El representante de la organización Industriales de la Masa y la Tortilla “Somos Chiapas” explicó que, tras más de dos décadas de crecimiento desordenado en la industria, actualmente existe una brecha significativa entre los costos de producción y el precio al público. De acuerdo con sus estimaciones, bajo las condiciones actuales del mercado de insumos, el kilogramo de tortilla debería costar alrededor de 30 pesos para que los negocios puedan alcanzar un equilibrio financiero.
Sin embargo, Gómez Aguilar indicó que el sector ha decidido alinearse a la política de estabilidad de precios promovida por la presidenta Claudia Sheinbaum Pardo, quien ha solicitado evitar incrementos que afecten la economía de las familias mexicanas.

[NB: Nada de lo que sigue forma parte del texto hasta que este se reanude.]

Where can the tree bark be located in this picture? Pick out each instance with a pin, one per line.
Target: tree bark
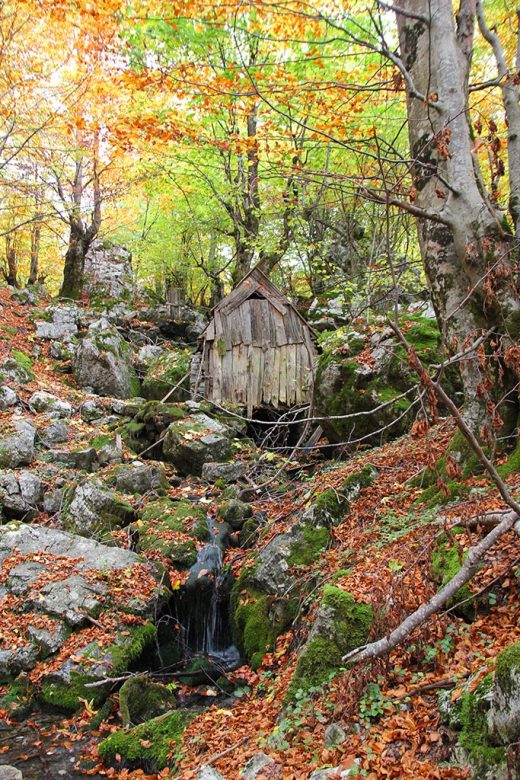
(467, 255)
(72, 285)
(35, 253)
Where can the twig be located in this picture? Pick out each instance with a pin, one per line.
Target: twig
(225, 752)
(508, 521)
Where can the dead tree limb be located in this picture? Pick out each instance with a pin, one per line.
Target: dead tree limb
(507, 522)
(465, 573)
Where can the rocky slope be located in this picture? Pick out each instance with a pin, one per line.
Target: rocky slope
(189, 623)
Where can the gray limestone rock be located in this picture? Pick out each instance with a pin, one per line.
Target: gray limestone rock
(103, 362)
(17, 447)
(504, 713)
(91, 410)
(230, 472)
(256, 765)
(62, 350)
(61, 325)
(196, 440)
(334, 735)
(49, 404)
(72, 599)
(8, 397)
(56, 432)
(15, 370)
(49, 639)
(141, 478)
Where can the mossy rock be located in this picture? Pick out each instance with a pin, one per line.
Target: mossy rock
(140, 700)
(165, 373)
(149, 746)
(512, 464)
(307, 549)
(445, 563)
(504, 716)
(483, 755)
(248, 533)
(342, 624)
(332, 505)
(65, 692)
(162, 522)
(345, 386)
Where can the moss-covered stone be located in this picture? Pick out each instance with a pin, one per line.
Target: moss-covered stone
(258, 619)
(320, 660)
(446, 561)
(150, 745)
(332, 505)
(65, 692)
(474, 736)
(140, 700)
(308, 548)
(341, 625)
(248, 533)
(166, 526)
(165, 373)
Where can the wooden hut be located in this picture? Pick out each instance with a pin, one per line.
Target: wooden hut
(257, 351)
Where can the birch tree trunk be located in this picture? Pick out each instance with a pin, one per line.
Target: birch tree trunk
(468, 254)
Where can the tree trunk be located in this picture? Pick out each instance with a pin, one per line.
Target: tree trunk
(72, 285)
(466, 253)
(11, 270)
(35, 253)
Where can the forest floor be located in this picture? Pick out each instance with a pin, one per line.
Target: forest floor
(381, 553)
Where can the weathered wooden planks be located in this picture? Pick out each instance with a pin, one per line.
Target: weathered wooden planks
(257, 350)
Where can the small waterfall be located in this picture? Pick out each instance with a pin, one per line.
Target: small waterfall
(202, 607)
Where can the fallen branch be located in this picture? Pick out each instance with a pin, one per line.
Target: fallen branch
(506, 522)
(465, 573)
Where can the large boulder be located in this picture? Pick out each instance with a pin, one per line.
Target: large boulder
(103, 363)
(95, 510)
(367, 374)
(196, 440)
(58, 323)
(17, 445)
(49, 404)
(61, 581)
(341, 625)
(8, 397)
(170, 370)
(21, 493)
(504, 713)
(108, 270)
(264, 599)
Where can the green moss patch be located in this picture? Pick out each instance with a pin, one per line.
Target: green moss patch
(474, 736)
(446, 561)
(66, 695)
(150, 746)
(165, 373)
(342, 624)
(308, 549)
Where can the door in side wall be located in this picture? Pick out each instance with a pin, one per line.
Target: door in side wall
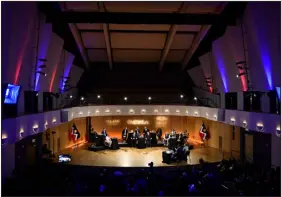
(249, 147)
(220, 143)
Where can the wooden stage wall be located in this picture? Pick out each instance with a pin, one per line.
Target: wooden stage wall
(115, 124)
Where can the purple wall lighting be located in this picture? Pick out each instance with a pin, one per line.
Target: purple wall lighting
(220, 63)
(45, 36)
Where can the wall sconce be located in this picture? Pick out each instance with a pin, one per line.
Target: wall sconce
(4, 139)
(46, 125)
(244, 124)
(260, 126)
(278, 131)
(215, 117)
(35, 128)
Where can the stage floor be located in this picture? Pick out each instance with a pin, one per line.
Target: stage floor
(133, 157)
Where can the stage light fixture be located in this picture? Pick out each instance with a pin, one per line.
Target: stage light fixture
(244, 123)
(232, 120)
(278, 134)
(241, 62)
(35, 128)
(260, 126)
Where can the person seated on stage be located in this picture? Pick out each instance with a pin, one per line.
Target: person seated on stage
(148, 139)
(145, 130)
(173, 133)
(108, 141)
(137, 132)
(103, 132)
(166, 139)
(159, 134)
(125, 134)
(134, 139)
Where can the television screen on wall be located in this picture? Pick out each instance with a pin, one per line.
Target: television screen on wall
(278, 92)
(11, 94)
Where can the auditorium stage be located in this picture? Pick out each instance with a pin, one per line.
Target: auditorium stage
(133, 157)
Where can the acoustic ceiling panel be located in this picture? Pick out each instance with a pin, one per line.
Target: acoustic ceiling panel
(93, 39)
(195, 28)
(89, 26)
(141, 27)
(175, 55)
(136, 55)
(138, 6)
(81, 6)
(201, 7)
(97, 55)
(182, 41)
(138, 40)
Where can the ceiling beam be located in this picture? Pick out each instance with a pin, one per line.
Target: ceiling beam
(107, 37)
(78, 39)
(200, 36)
(170, 38)
(139, 18)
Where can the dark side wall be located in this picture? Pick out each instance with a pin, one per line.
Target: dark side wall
(134, 77)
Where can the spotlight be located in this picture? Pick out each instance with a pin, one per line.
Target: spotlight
(260, 126)
(35, 128)
(241, 62)
(240, 74)
(278, 131)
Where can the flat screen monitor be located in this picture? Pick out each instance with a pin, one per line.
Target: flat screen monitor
(278, 92)
(11, 94)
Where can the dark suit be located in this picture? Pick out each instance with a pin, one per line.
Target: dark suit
(137, 133)
(104, 133)
(159, 133)
(145, 131)
(124, 134)
(148, 139)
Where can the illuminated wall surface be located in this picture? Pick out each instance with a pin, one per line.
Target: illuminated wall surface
(262, 51)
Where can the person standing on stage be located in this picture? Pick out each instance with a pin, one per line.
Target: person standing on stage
(159, 134)
(103, 132)
(145, 130)
(125, 134)
(137, 132)
(148, 139)
(134, 139)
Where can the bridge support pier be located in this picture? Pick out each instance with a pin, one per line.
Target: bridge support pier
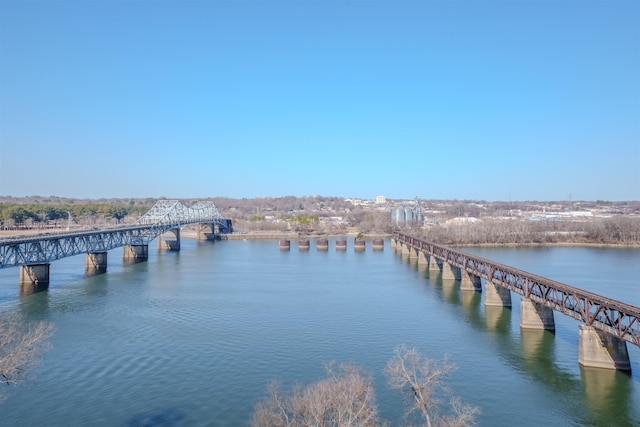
(422, 258)
(34, 278)
(206, 231)
(96, 263)
(448, 271)
(413, 253)
(534, 315)
(135, 253)
(405, 250)
(470, 282)
(170, 244)
(496, 295)
(597, 349)
(433, 264)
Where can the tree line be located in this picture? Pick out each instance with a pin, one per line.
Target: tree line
(621, 230)
(346, 397)
(39, 215)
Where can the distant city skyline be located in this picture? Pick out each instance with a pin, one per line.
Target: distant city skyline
(467, 100)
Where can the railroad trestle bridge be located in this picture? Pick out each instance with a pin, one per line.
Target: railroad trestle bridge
(163, 221)
(607, 325)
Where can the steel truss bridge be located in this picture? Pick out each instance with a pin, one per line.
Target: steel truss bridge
(614, 317)
(165, 215)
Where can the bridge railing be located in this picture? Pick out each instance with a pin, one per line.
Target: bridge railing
(163, 216)
(614, 317)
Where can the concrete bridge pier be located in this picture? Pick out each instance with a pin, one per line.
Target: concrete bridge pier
(206, 231)
(170, 244)
(422, 258)
(34, 278)
(534, 315)
(405, 250)
(597, 349)
(496, 295)
(135, 253)
(96, 263)
(448, 271)
(470, 282)
(433, 263)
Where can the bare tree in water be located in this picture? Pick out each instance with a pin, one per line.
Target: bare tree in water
(422, 382)
(20, 345)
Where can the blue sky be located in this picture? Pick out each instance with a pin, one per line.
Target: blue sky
(485, 100)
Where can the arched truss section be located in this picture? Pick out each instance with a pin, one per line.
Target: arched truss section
(163, 216)
(168, 214)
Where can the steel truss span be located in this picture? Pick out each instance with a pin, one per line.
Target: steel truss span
(614, 317)
(162, 217)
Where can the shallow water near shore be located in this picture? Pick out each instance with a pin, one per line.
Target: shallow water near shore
(193, 337)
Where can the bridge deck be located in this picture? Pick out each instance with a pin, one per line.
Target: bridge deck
(614, 317)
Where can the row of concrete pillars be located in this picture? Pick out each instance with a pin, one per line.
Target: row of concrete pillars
(341, 244)
(595, 348)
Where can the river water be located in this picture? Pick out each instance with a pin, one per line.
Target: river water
(193, 338)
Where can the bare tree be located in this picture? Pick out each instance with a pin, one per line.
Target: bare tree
(345, 398)
(422, 380)
(20, 345)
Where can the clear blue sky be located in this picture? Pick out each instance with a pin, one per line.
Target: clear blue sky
(486, 100)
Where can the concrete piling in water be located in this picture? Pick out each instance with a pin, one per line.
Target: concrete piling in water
(597, 349)
(536, 316)
(284, 245)
(170, 244)
(96, 263)
(135, 253)
(304, 244)
(470, 282)
(496, 295)
(448, 271)
(34, 278)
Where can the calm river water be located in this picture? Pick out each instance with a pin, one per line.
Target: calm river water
(193, 338)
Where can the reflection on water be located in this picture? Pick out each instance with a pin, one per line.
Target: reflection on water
(607, 395)
(194, 337)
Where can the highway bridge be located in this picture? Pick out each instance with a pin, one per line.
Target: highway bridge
(35, 253)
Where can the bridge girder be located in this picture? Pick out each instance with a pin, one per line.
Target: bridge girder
(614, 317)
(163, 216)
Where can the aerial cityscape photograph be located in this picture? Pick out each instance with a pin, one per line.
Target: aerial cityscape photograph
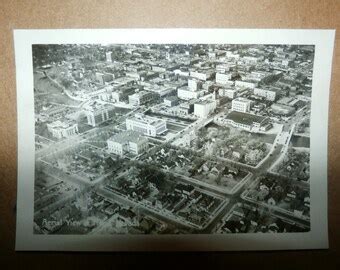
(172, 138)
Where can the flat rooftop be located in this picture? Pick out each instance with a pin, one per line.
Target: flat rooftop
(127, 136)
(245, 118)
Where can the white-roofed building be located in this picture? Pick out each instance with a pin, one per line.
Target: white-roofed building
(146, 125)
(128, 141)
(62, 129)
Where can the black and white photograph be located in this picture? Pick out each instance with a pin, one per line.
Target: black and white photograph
(170, 138)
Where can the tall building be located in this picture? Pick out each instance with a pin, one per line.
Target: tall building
(146, 125)
(223, 78)
(102, 78)
(61, 130)
(98, 113)
(194, 85)
(203, 108)
(109, 57)
(186, 94)
(269, 94)
(128, 141)
(140, 98)
(241, 105)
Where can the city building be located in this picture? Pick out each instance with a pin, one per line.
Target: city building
(246, 84)
(268, 93)
(282, 109)
(241, 105)
(194, 84)
(128, 141)
(61, 129)
(98, 113)
(122, 93)
(203, 108)
(247, 121)
(140, 98)
(171, 101)
(108, 57)
(223, 78)
(185, 108)
(102, 78)
(202, 74)
(146, 125)
(225, 92)
(186, 94)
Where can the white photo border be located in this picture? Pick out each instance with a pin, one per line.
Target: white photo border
(316, 238)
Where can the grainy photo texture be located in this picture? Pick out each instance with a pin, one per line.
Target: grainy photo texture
(172, 138)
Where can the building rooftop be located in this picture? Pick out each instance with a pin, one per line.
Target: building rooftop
(61, 125)
(95, 106)
(245, 118)
(146, 119)
(128, 136)
(241, 99)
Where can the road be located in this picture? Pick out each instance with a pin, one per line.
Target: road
(229, 200)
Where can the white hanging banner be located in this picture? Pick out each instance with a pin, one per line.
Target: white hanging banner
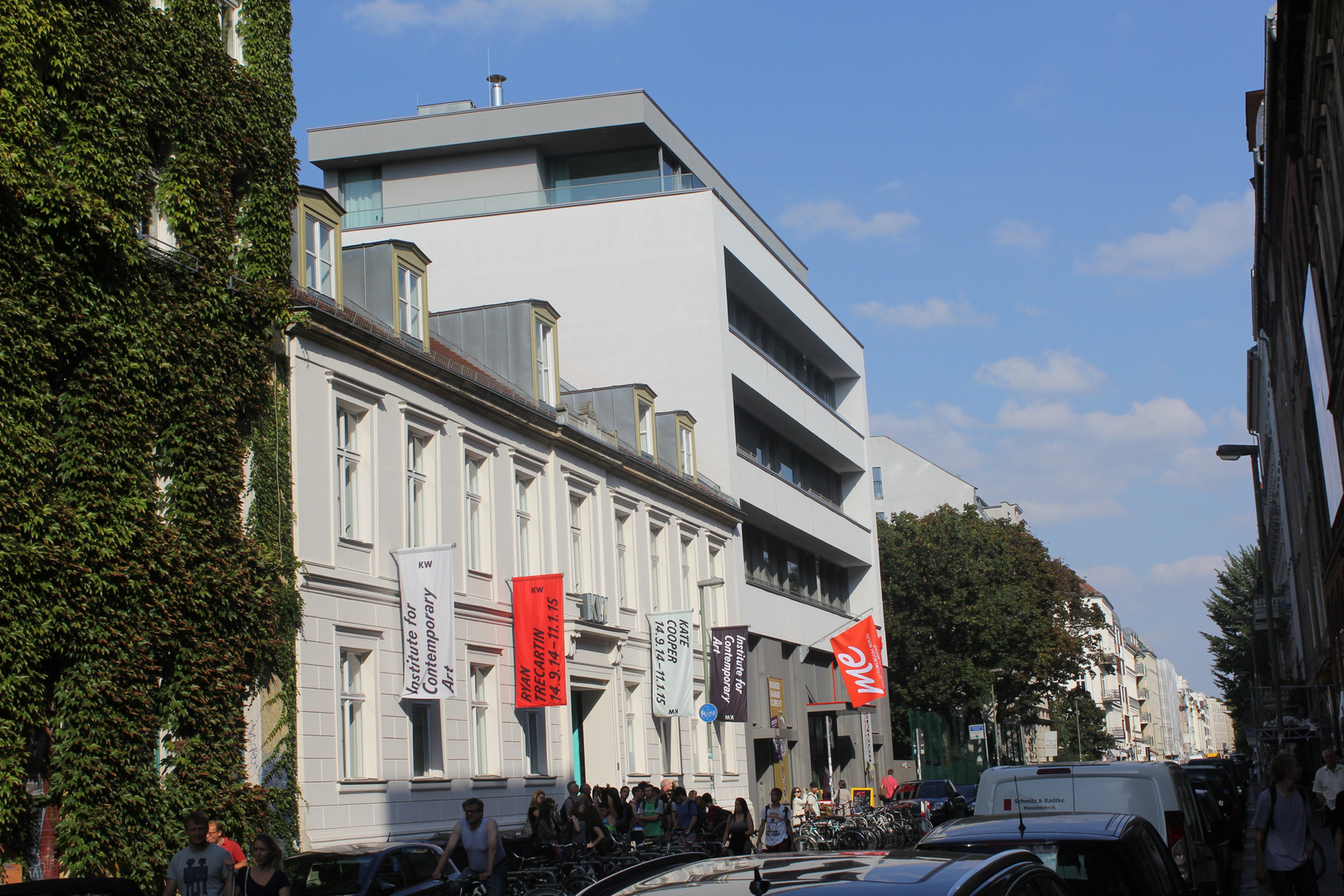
(674, 663)
(427, 606)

No obstante, advirtió que para sostener esta medida es necesario combatir los factores que generan competencia desleal en el mercado.
Entre los principales problemas señalados se encuentra el reparto masivo de tortillas en motocicletas por vendedores que, según el sector formal, operan sin cumplir con normas sanitarias, fiscales ni de manejo de alimentos. Ante ello, el consejero afirmó que, si bien la actividad está liberada, “libertad no significa anarquía”, y pidió a las autoridades enfocar las acciones de regulación en quienes operan fuera de la ley, al tiempo que se reconozca a los negocios que participan en iniciativas como el Programa Nacional Maíz‑Tortilla.